# Fares in spokane going up



## TheDudeAbides (May 4, 2014)

PARTNER EARNINGS UPDATE
FARES ARE INCREASING IN SPOKANE!
Brandon, partners are earning big on Uber, with more riders taking trips than ever before. Starting Monday, February 23rd, we're increasing rider fares in Spokane to help you take home even more from every trip.

We're also *increasing your existing peak time hourly guarantees and removing off-peak guarantees*, so you can make more when there's high demand.
Finally, *we are offering randomly-selected $100 and $200 bonuses *to drivers who meet the below conditions.

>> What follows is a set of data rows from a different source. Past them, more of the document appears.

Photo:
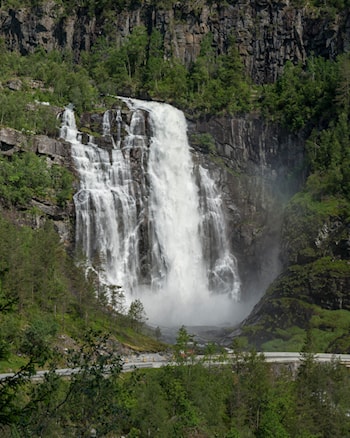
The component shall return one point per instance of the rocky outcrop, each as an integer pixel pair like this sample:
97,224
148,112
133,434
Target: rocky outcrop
267,33
257,167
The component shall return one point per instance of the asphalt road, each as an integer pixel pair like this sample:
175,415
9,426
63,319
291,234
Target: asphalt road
157,360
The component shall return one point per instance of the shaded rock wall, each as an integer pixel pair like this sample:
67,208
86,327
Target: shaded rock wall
258,166
267,33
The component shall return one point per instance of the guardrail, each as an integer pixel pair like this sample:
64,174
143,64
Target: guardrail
270,357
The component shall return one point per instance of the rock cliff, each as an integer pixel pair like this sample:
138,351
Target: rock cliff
267,33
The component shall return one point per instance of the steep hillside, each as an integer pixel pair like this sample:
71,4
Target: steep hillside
265,88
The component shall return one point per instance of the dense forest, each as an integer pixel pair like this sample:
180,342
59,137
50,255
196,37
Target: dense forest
54,315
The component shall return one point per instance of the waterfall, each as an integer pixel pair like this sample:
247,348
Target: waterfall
153,217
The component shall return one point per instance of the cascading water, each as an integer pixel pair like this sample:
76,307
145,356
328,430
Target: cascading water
153,218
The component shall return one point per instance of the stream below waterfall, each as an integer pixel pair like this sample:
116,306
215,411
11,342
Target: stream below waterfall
153,218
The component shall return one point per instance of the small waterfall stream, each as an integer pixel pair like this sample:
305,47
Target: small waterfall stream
153,218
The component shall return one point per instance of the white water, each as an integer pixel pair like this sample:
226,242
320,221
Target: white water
162,238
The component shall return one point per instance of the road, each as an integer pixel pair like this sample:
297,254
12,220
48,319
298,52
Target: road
157,361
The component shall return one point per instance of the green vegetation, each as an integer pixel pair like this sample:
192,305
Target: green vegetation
26,176
244,398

Winners will be announced and paid out on Mondays for Thursday deposit.


*2 partners will be randomly selected this week to receive $200 bonus daytime driving incentives.* To be eligible for the random weekly drawing, you must log 25 total hours online, accept 90% of trips, and average 1 trip per hour, all during the hours of 8am to 5pm fromMonday, February 23rd through Sunday, March 1st. 
*1 partner will be randomly selected this week to receive a $100 bonus overnight driving incentive.* To be eligible for the random weekly drawing, you must log 20 total hours online, accept 90% of trips, and average 1 trip per hour, all during the hours of midnight to 8am fromMonday, February 23rd through Friday, February 27th.

*If you have questions, *please join us for our February partner meeting Tuesday, February 24th at 6pm at the Spokane Club.RSVP here to attend*.*








YOUR HIGHER PEAK GUARANTEE
$18/hr in fares
*Thursday (Zags basketball), Friday & Saturday*

*5pm-2am*

[Accept 90% of trips and average 1.5 trips per hour]

These updates should positively impact your earnings, and as always, we'll keep you posted if anything changes.

Thanks,
The Uber Team


----------



## uberguy_in_ct (Dec 29, 2014)

At $0.70/mile how many people were actually driving at these rates. The guarantee seems pretty low and I've never seen 1.5 trips per hour as a requirement only 1 trip per hour. Low guarantees, higher trip requirements and $.70/mile you guys are really getting the shaft.


----------



## PNW Taxi (Jan 19, 2015)

During the week, it was like a barren graveyard. Not an Uber in sight. Weekends, people were driving for the $16/hr. This changes the game completely and makes them more in line with Lyft (minus the tipping of course). The small cab companies in this town are getting destroyed Friday and Saturday night!


----------